Taylor asked for a definition of this. I need something to do to start to settle from 13 hours of travel so I'll answer. Later I'll have more to say. I think.
Taylor, kindling is a theory that is tossed around for BPI patients (BPI and BPII have different courses; BPI tends to generally get worse, BPII is gender-related in how it progresses). According to the theory bipolar episodes affect the brain so that each episode or med can influence the course of the disease essentially by damaging new areas. If the disease is controlled then there is less damage from ongoing episodes, and if the number of episodes are limited then the risk of brain damage is lowered. It is an attempt to explain why I can do well on a cocktail for so long, have an episode and those meds won't work anymore. It also helps explain rapid cycling/mixed episodes as a result of that brain damage. The theory is based on a guess that BPI and seizures have some shared causes/triggers, although they don't know enough to know why. What I have read is pretty specific about this being a BPI thing; I'm not sure what the BPII story is.
My story of kindling, since they believe I am an excellent example, is this: I was diagnosed with depression, anxiety, PTSD, primary insomnia, etc. for quite a while because I lied to avoid diagnosis and because I don't act very typical for someone with my kind of bipolar. I think the idea danced through people's heads and then they'd decided if I was bipolar then I had to be BPI and I had to have this and this and there was NO WAY I'd be doing as well as I was in grad school and working and dealing with some extreme family stress and whatever else. That continued when I was a new professional with this great career; I just didn't seem like my life was falling apart enough. So I was treated for depression. I wasn't just treated, I was really treated. I just didn't respond well to the meds and kept getting worse, making it more desperate to fix me before I killed myself. I had a nice pattern with most meds (check out my meds blog for the specifics; it is sequential) of going on it, feeling better for a few days, getting worse, increasing the dose, feeling better, getting worse, etc. Eventually I'd max out, have to taper off and start something else. I never felt good on most of them and now know that they were making me hypomanic. I was incredible blessed that Remeron seemed to act as a mood stabilizer for me. It gave me several years of feeling good. Eventually though it wasn't enough.
Added to this mix was inconsistent medical treatment. In college I had a great psychologist and was treated for the depression by the campus doctor who didn't seem to know much. In grad school I had many attempts with therapists, none of which worked out. I had a psychiatrist who seemed pretty disinterested, and then he died suddenly. His replacement was the first person who said she thought I was bipolar, but she was far too aggressive and that suggestion was thrown away. I was treated by several family doctors for a while after school, then a really, really bad psychiatrist. Finally I started with a good therapist and then really good psychiatric care and that has continued.

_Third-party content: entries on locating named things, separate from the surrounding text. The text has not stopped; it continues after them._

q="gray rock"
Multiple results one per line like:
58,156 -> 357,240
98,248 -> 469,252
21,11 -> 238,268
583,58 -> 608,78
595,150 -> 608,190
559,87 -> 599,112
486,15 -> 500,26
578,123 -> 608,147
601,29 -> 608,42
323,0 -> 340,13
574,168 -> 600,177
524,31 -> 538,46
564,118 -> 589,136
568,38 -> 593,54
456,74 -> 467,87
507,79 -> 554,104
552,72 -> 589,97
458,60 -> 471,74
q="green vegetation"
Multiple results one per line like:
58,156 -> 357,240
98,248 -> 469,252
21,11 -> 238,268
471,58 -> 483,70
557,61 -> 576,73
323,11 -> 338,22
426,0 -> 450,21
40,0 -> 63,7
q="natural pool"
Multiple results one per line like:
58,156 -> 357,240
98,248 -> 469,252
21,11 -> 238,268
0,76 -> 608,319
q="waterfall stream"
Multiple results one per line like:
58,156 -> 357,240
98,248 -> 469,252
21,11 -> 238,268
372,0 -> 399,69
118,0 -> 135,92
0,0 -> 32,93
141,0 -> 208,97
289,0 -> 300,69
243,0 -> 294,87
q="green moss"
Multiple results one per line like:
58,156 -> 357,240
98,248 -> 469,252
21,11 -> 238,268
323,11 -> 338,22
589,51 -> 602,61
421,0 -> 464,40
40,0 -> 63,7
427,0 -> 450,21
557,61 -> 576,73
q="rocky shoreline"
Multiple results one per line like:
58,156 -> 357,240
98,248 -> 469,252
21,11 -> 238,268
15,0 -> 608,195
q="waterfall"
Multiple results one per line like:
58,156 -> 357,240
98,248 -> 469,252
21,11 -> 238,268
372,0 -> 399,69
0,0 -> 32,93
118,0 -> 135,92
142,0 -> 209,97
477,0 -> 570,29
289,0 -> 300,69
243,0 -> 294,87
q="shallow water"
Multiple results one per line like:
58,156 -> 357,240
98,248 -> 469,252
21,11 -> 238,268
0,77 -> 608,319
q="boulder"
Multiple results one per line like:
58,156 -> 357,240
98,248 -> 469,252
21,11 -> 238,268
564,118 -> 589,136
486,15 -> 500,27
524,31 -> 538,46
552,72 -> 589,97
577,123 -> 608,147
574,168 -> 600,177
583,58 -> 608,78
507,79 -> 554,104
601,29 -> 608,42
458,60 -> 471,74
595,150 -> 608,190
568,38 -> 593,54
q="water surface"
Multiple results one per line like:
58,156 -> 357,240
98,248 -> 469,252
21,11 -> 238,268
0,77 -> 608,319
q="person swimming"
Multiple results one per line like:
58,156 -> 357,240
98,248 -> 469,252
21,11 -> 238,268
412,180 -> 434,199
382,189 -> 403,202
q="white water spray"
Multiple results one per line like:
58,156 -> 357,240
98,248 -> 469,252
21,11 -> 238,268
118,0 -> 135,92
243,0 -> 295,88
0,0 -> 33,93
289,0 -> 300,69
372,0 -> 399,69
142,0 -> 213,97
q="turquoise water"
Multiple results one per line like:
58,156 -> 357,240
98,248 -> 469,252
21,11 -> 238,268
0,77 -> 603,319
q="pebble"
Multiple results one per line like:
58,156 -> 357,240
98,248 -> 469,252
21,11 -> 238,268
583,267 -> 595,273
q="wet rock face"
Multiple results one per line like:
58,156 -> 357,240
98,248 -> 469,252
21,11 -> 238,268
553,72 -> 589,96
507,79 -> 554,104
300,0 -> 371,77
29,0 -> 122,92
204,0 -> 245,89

Several months before I was actually diagnosed I was put on lithium to see if it would help me not want to kill myself since my antidepressant wasn't doing so well. Lithium had the interesting effect of making it extremely clear that I was cycling. Even I knew it without question.
The problem was that I had been on every antidepressant available, pretty much, in a very short time, and on many doses. I went from what would be more traditional rapid cycling, defined as 4 or more episodes per year, to what I call Superballing. I easily shift from very manic to very depressed 3-5 times per therapy session sometimes. I can't track my cycling very well because it is too fast, but during the hour someone else watches I know we've seen some intense changes. I am absolutely unable to do mood charting because my cycling is too fast. I was in a clinical trial and even they quit trying to make me do it because it was a losing battle. I also have very severe mixed episodes, where my thoughts are depressive and my energy is manic or vice versa or some other combination, and those also probably are related to the early treatment mistake.
Then, just to make me even more fun, I don't respond to meds normally. So in 5 years time the longest I've been remotely stable was 5 months and even then I had episodes on a mild scale. All that I've said about dose changes and med switches not being so good? I have had 2 months in 2 years without, and most months I have 2-3. I have not gone 4 weeks without email discussion with my doctor in so long I can't remember. 22 months? So every change just adds to my messed up brain soup.
In addition is the "Just Me" theory, which says that if your body has been through as much chemical onslaught as mine it will react strangely to anything introduced. I can count on needing more or less than recommended of any med and I will have at least one oddball side effect.
There's a long answer when I thought this would be short. Long, long day. Manic thoughts. Must shut up.